Just what the Southeastern Conference needed: more bragging rights.
Not only has the league won nine of the last 16 national titles in football, it also clearly won conference realignment.
The SEC's 11 first-round picks in Thursday's NFL draft included three from Texas A&M, which rocked the college football world three years ago when it bolted the Big 12 for the SEC.
It didn't seem like that smart of a move at the time but, hey BEVO, look at them now.
Many at arch-rival Texas scoffed at the idea of Texas A&M competing in the rugged SEC. After all, the Aggies needed overtime to win their only Big 12 title, in 1998.
Many Texas fans figured Texas A&M would be suffocated in the rugged SEC. Instead, the Aggies went 11-2 their first year in the SEC West and handed the only loss to eventual national champion Alabama. Freshman quarterback Johnny Manziel won the Heisman Trophy and celebrated by coming back home to win the Cotton Bowl.

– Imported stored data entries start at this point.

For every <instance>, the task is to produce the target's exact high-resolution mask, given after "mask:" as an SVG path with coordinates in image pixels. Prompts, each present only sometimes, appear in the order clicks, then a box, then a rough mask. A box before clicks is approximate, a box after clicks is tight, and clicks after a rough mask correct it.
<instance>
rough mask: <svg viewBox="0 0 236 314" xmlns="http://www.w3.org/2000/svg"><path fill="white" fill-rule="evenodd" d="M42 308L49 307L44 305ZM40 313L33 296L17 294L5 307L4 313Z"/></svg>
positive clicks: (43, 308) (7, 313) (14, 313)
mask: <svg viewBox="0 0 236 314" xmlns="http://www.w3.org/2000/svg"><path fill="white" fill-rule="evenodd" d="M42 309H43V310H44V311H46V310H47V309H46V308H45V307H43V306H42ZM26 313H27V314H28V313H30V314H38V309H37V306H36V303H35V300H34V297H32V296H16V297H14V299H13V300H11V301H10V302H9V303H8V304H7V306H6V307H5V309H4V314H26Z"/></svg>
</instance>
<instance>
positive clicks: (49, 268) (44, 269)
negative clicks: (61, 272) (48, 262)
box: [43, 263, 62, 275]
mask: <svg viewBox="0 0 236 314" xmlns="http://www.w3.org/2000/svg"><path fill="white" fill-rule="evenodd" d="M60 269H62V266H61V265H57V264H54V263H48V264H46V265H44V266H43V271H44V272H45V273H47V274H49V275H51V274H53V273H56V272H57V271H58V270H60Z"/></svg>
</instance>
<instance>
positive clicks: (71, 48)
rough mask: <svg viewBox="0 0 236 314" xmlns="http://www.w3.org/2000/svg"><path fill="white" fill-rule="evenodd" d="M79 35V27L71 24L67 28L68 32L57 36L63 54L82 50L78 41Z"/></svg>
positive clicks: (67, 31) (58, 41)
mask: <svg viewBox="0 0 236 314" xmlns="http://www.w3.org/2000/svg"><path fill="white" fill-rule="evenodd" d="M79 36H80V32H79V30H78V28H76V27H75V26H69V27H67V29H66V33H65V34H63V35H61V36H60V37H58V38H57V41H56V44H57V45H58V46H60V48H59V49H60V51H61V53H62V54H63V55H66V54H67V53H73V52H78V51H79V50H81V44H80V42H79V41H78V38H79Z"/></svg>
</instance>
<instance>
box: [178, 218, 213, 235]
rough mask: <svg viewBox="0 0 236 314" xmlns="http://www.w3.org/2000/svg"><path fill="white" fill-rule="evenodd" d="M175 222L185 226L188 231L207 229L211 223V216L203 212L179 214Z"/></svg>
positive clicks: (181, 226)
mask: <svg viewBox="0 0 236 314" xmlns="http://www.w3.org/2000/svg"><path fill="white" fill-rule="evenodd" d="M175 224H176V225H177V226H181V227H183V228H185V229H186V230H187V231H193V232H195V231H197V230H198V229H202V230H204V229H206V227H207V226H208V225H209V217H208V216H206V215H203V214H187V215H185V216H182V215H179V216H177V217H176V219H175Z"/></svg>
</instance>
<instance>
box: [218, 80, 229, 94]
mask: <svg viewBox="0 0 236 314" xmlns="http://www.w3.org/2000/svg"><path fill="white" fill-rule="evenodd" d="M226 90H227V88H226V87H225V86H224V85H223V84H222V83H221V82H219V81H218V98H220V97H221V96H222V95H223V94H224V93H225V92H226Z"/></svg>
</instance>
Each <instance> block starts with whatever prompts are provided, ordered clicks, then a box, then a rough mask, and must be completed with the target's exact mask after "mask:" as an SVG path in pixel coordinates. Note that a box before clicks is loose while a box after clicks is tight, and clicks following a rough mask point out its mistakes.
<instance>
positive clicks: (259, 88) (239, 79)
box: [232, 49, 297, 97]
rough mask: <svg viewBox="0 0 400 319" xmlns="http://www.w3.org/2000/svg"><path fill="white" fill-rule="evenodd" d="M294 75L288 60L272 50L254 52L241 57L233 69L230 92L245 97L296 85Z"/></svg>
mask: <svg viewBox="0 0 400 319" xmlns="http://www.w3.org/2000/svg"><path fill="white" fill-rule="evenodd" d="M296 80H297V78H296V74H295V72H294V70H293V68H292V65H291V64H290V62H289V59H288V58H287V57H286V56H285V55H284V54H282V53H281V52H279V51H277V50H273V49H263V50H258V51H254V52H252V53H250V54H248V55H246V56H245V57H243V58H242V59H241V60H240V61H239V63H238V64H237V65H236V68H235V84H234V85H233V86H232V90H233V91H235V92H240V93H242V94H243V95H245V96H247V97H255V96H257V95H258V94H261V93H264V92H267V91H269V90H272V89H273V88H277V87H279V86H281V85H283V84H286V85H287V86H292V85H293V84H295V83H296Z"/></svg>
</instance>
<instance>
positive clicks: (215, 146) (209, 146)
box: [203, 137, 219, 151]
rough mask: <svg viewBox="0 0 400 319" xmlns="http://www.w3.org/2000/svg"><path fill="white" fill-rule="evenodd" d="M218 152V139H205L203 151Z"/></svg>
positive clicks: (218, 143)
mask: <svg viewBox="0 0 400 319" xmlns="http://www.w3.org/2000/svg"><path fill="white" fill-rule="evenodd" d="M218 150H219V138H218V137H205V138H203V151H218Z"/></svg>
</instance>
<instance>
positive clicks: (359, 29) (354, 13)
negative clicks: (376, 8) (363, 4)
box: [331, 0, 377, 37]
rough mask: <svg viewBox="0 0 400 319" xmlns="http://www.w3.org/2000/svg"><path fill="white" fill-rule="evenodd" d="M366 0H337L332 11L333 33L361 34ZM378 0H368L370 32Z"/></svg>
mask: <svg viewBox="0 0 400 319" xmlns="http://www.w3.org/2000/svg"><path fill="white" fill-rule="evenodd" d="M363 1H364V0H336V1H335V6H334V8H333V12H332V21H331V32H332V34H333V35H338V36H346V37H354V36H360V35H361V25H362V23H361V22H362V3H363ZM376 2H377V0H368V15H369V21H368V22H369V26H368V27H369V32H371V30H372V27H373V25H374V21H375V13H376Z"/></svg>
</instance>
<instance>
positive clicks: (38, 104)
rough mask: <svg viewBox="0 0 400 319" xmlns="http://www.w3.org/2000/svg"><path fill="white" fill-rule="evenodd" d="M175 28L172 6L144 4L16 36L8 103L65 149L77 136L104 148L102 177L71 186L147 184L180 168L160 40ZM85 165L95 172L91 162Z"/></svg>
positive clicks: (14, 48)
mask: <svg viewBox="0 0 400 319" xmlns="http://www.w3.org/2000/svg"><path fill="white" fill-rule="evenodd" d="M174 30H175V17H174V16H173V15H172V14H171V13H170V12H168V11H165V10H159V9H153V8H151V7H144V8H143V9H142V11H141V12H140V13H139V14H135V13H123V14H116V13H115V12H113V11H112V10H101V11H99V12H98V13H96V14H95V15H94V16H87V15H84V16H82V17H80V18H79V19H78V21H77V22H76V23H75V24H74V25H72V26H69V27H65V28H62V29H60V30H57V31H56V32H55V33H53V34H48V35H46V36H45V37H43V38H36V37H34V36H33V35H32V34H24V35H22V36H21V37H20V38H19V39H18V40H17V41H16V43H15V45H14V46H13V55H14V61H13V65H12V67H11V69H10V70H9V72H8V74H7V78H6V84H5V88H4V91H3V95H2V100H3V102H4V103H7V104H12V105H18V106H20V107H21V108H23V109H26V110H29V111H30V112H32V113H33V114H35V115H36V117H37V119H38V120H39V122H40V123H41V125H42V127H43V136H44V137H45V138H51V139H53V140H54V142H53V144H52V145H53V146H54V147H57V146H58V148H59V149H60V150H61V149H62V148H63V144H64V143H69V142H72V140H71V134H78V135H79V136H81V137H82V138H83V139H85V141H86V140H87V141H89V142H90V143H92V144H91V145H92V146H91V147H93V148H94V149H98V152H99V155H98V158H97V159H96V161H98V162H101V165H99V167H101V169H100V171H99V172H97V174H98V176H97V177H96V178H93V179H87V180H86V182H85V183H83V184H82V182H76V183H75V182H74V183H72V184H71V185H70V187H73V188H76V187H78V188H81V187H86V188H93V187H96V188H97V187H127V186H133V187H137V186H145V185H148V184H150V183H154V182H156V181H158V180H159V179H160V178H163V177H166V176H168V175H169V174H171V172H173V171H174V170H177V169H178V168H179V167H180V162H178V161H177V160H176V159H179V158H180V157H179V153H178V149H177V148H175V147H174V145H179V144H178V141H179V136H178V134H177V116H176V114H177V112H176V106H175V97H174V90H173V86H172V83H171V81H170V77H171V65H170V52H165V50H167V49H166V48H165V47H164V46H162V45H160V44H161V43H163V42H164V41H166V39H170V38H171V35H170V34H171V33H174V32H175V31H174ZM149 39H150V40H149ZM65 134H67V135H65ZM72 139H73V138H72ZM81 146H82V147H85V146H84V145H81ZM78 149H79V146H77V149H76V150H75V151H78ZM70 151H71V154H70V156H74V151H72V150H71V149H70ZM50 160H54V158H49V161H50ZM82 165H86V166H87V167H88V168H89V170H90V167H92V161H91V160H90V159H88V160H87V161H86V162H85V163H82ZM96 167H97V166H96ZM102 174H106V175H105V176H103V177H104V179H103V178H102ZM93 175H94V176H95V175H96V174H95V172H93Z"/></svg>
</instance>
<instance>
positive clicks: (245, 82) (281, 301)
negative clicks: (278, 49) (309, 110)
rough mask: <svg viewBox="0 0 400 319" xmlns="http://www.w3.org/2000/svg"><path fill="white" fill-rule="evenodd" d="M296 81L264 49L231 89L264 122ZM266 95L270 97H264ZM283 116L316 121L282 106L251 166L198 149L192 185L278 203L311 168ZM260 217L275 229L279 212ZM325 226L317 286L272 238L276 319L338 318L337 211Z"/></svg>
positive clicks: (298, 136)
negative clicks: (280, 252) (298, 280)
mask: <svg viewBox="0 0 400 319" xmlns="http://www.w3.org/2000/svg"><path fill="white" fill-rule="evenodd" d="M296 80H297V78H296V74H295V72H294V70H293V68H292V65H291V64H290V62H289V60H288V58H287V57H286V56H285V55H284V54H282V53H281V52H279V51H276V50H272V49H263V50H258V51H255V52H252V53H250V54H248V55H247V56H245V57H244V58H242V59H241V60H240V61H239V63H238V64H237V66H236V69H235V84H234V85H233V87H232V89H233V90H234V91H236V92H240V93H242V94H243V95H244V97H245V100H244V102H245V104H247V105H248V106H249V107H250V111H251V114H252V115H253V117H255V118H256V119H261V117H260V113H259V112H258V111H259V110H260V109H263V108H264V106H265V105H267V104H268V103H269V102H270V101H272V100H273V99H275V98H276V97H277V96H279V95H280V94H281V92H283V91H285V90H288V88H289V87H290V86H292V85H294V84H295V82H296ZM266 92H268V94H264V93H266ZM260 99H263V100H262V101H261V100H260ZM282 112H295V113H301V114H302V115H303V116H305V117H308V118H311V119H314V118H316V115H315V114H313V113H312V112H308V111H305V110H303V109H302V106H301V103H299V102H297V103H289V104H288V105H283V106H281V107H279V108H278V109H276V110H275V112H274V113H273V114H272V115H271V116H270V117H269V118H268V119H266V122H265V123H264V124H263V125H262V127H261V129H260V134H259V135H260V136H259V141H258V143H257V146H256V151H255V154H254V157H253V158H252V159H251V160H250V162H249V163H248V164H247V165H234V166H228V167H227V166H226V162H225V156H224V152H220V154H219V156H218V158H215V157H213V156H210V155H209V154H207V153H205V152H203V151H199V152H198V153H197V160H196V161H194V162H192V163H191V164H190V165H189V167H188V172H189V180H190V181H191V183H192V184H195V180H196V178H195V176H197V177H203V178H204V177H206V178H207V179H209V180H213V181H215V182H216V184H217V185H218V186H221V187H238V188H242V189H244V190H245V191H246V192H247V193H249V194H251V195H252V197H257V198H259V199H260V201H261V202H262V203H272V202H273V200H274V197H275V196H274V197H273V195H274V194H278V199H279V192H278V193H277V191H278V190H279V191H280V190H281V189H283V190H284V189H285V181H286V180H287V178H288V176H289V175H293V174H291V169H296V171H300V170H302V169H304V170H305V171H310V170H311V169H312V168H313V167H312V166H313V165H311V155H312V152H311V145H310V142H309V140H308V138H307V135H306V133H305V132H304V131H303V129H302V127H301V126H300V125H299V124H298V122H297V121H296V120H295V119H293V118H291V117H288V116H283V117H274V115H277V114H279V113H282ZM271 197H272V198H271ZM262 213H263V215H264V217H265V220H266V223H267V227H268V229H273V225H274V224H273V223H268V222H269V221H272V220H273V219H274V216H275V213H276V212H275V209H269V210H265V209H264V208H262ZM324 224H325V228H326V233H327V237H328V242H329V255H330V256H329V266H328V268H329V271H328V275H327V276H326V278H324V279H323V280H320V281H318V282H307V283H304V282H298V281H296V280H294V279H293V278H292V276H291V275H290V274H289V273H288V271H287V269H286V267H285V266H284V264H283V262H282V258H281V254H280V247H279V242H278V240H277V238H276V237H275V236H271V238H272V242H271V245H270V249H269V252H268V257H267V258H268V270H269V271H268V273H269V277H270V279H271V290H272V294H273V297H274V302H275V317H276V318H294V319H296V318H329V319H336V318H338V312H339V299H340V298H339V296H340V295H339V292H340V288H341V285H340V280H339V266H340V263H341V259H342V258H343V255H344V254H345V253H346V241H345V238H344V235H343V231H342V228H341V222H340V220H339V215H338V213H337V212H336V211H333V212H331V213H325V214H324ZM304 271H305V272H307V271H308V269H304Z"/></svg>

The SEC also added Missouri, which, after a rough first year, won the SEC East last season.
Either the SEC isn't as good as it claimed to be or Texas A&M and Missouri raised their competitive games upon entering the conference.
The show never stops down south and chants of "SEC! SEC!" could be heard Thursday as the conference landed four of the first 10 draft picks.
Two of those were picks were from Texas A&M, with offensive tackle Jake Matthews going No. 6 to Atlanta and receiver Mike Evans landing No. 7 in Tampa. It seemed almost insulting to the SEC that Manziel fell all the way to Cleveland at pick No. 22.
When the first-round circus ended, Texas A&M ended up with as many first-round picks as the entire Pac-12 Conference. UCLA, at long last emerging from the NFL draft's witness protection program, led the way with linebacker Anthony Barr going No. 9 to Minnesota.
The New Orleans Saints took Oregon State receiver Brandin Cooks with the No. 20 pick, and Arizona, with the No. 27 pick, selected Washington State safety Deone Bucannon.
Stanford, the defending Pac-12 champions, had no first-round players selected. Neither did USC, the conference's flagship program.
The Trojans had more head coaches last year, four, than Texas A&M had first-round picks.
The surprise conference was the fledgling American Athletic, which ended up with four. Two of those picks, however, belonged to Louisville, which is joining the Atlantic Coast next season.